Dans son Dictionnaire raisonné d'équitation (1833), François Baucher consacre un paragraphe au sujet de la voltige. Paragraphe déterminant car il pose, au-delà de la définition du "voltigeur", la distinction entre l'écuyer et le saltimbanque (sans pour autant associer piste, cheval , spectacles ou cirque). L'incarnation de sa définition est justement Laurent Franconi miroir inversé en quelque sorte de l'homme-de-cheval-écuyer-qui-se présente-en-piste, qu'est Baucher lui-même. La mise en spectacle apparaît comme l'hybridation entre la maitrise des grands principes et la démonstration de performances à cheval au grand public. Par l'exemple de Laurent Franconi et par l'effet du trait d'union, naissent à la fois une distinction et une profession: l'écuyer-voltigeur. Cependant si Laurent Franconi maîtrise les deux dimensions, Baucher entre en piste sans voltiger.

"VOLTIGER c'est l'action de sauter sur le cheval soit qu'il reste en place, soit qu'il galope.

On confond souvent sous le même titre les écuyers et les voltigeurs, quoiqu'il n'y ait entre eux aucun rapport, les études de l'équitation et de la voltige étant entièrement différentes.

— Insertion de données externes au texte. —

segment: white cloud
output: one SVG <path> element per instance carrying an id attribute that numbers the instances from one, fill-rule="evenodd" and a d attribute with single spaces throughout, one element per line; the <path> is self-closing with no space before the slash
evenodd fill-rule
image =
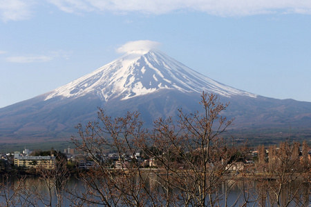
<path id="1" fill-rule="evenodd" d="M 247 16 L 267 13 L 311 14 L 310 0 L 0 0 L 3 21 L 31 17 L 35 5 L 53 4 L 68 13 L 137 12 L 161 14 L 199 11 L 212 15 Z"/>
<path id="2" fill-rule="evenodd" d="M 200 11 L 219 16 L 271 12 L 311 14 L 310 0 L 49 0 L 68 12 L 140 12 L 156 14 L 173 11 Z"/>
<path id="3" fill-rule="evenodd" d="M 160 43 L 150 40 L 138 40 L 129 41 L 117 48 L 117 52 L 124 53 L 133 50 L 149 50 L 156 49 L 160 46 Z"/>
<path id="4" fill-rule="evenodd" d="M 28 19 L 35 0 L 0 0 L 0 19 L 8 21 Z"/>
<path id="5" fill-rule="evenodd" d="M 14 56 L 7 57 L 6 61 L 8 62 L 19 63 L 47 62 L 57 58 L 68 59 L 69 54 L 70 52 L 63 50 L 51 51 L 49 52 L 48 55 Z"/>

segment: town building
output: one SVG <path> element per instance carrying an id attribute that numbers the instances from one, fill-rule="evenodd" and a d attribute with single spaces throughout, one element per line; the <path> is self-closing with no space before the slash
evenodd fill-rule
<path id="1" fill-rule="evenodd" d="M 14 153 L 14 165 L 17 167 L 44 166 L 46 168 L 53 168 L 55 163 L 54 155 L 51 156 L 21 156 L 19 152 Z"/>

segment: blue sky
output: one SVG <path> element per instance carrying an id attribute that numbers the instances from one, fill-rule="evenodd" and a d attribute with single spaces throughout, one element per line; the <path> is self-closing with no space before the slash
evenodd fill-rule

Il est vrai que le voltigeur est toujours à cheval, ce qui, jusqu'à un certain point et aux yeux du vulgaire, l'assimile à l'écuyer ; mais le plus souvent, il néglige et ignore les principes de l'équitation. Soit que la voltige captive toute son attention, soit que l'habitude de ses mouvements de corps et de jambes l'empêche de se fixer dans une même position, toujours est-il que les voltigeurs, sauf quelques exceptions rares, sont loin d'être de bons écuyers. M. Laurent Franconi, dont je me plais à reconnaître la haute capacité, était nécessairement dans l'exception. Il pouvait à bon droit revendiquer le titre d'écuyer. On devrait donc, pour distinguer les voltigeurs, des danseurs de corde et des écuyers, ajouter un trait d'union entre ces deux titres, et dire écuyers-voltigeurs." François Baucher, 1833.